Libri

“La vita lenta”

di Gabriele Ottaviani

Non so più se sono dentro di me o fuori di me. Sono davanti all’impossibile.

La vita lenta, Abdellah Taïa, Funambolo edizioni. Traduzione di Stefano Valenti. Rue de Turenne, Parigi, nel cuore del Marais, tra il terzo e il quarto arrondissement: è lì che vive Mounir. Intellettuale. Quarantenne. Di origini marocchine. Gay. Dopo gli attentati di matrice islamica, ancora più ai margini, precario, escluso. Come Madame Marty, che ha il doppio dei suoi anni e vive, o meglio sopravvive, sopra di lui, in un minuscolo monolocale di quattordici metri quadrati, come ce ne sono tanti in Francia, specialmente nelle grandi città, e come si dice sia anche l’appartamento, o uno degli appartamenti, in cui abita Gérard Depardieu. Nasce da subito un rapporto d’amicizia, poi qualcosa si spezza, diventa un incubo.
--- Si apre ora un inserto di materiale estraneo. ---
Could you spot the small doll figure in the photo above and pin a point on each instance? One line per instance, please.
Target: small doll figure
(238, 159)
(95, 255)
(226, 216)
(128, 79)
Mounir è in stato di arresto: ma il commissario che lo interroga e che pensa sia un jihadista esiste davvero? O è solo frutto del delirio di un uomo che ama le lettere, ricco di ricordi, che si è esiliato dal mondo ostile, razzista e omofobo? O alberga qualcosa di ancora diverso fra le pagine splendide di questo romanzo travolgente, emozionante, mozzafiato, un vorticoso climax ascendente che lascia spiazzati e sedotti? Da non perdere.